Карлсон попадает в его жизнь весьма конкретным образом — через окно, причем делает это всякий раз, когда Малыш чувствует себя лишним, обойденным или униженным, иными словами, когда мальчику становится жалко себя. В таких случаях и появляется его компенсаторное alter ego [377].

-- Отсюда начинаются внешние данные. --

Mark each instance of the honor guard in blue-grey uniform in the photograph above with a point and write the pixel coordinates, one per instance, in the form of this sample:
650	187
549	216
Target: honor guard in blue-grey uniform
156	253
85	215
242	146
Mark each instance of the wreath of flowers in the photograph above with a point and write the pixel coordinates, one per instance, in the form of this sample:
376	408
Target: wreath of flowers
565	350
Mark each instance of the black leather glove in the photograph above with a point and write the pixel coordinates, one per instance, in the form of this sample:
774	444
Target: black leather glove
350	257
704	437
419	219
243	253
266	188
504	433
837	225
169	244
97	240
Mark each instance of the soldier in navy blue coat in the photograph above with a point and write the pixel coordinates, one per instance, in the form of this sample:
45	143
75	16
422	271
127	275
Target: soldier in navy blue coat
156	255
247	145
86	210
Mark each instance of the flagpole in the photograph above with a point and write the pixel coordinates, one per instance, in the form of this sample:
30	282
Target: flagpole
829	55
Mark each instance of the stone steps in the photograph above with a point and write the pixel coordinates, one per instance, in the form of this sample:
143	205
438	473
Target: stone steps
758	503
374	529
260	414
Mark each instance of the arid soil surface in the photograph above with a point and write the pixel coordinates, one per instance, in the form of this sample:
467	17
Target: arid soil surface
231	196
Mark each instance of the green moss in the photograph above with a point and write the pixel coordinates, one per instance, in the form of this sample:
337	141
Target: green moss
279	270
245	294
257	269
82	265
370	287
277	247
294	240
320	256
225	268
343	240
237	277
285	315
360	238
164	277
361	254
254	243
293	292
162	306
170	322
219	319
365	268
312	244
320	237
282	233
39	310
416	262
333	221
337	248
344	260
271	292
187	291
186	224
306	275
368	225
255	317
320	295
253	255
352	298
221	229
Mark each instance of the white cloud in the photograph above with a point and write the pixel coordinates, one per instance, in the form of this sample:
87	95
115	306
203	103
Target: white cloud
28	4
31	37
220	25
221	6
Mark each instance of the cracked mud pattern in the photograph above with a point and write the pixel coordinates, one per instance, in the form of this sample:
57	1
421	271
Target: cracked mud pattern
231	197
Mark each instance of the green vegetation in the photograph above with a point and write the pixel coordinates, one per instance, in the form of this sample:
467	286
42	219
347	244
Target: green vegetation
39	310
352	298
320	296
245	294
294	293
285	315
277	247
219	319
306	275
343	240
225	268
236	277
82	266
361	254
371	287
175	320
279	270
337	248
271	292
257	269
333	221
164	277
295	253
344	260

Первые критики «Повести о Малыше и Карлсоне» заметили и те черты этой книги, которые были потом благополучно вытеснены на задний план и вовсе проигнорированы в критических, театральных и мультипликационных интерпретациях. Во-первых, они совершенно точно разглядели, что «Карлсон…» — это семейный роман. «Писательница как будто хочет сказать: дело не в этом. А дело в том, что семья Малыша — это милая, дружная, ласковая семья, и взрослые относятся к Малышу и к его излюбленной „выдумке“ с тактом, чутко и уважительно. Астрид Линдгрен умеет найти веселую поэзию в будничной жизни простых и хороших людей», — замечает Ел. Тагер [378]. В ту же сторону клонит и А. Исаева: «Многообразный мир добрых человеческих чувств, мысль о несоизмеримости этого мира ни с какими другими ценностями определяют атмосферу книги, умный, тонкий юмор многих ее сцен» [379].
Во-вторых, рецензенты указали на связь «Карлсона» с традицией романа воспитания и заявили о том, что одной из несущих конструкций книги является изображение взросления Малыша: «Отношения Малыша с Карлсоном даны в развитии. <…> Малыш растет, жизненный опыт его увеличивается, реальность постепенно занимает все большее место в его жизни» [380]. Добавлю от себя, что в романе Линдгрен Малыш постоянно оказывается в ситуациях, когда он вынужден испытывать на прочность то жизненные принципы Карлсона, то мораль своих родителей — и далеко не всегда выбирает и одобряет первые.
Его взросление изображается как сложный процесс синтеза и примирения двух идеологий. Более того, растет и меняется в книге Линдгрен не только Малыш — меняется и социализируется там и Карлсон. Чего стоит только сцена «укрощения» Карлсона мамой Малыша в финале второй повести!
Однако уже в этих, первых толкованиях появляются новые, мало связанные с сюжетом и идеологией книг Линдгрен мотивы, которые будут очень плодотворно развиваться в последующие годы. Самый главный мотив можно кратко охарактеризовать формулой, которая надолго приживется в советской критике: «Карлсону можно все простить». Она появляется уже в самой ранней рецензии на русский перевод, адресованной прежде всего детской аудитории. «Что говорить, у Карлсона были недостатки. Он любил-таки прихвастнуть <…> Но чего не простишь другу! Особенно если друг вовлекает тебя в необыкновенные приключения — одно интересней другого!» — заявляла Ю. Новикова в журнале «Пионер» [381].
Второй мотив сводится к тому, что Карлсон представляет собой квинтэссенцию всех детских черт — и положительных; и отрицательных, иными словами — он олицетворяет собой детство. По мнению А. Исаевой, Карлсон «вбирает в себя многие типичные стороны детской жизни и детской психологии и связанные с ними типичные комические проявления характера Малыша — хвастовство, преувеличение своих возможностей и своего жизненного опыта, небезопасную беспечную предприимчивость, наивный эгоцентризм и т. д.» [382]. Лично мне эта точка зрения кажется не очень убедительной, но для дальнейшего изложения важно лишь указать на ее зарождение в далеком 1958 году.
Можно почти точно назвать момент, в который более или менее близкие оригинальным сюжетам интерпретации критиков окончательно уклоняются в сторону мифологизации. В первом номере журнала «Семья и школа» за 1966 год была опубликована написанная, вероятно, в предыдущем, 1965-м, рецензия В. И. Глоцера [383] на изданные в «Детгизе» «Две повести о Малыше и Карлсоне» [384]. У меня нет никаких подтверждений тому, что эта рецензия, помещенная на последних страницах не особенно популярного журнала, стала важным событием для советских интеллигентов — поклонников творчества А. Линдгрен. Но сейчас для меня принципиальна не влиятельность текста как такового, а появление и начало циркуляции определенного комплекса идей.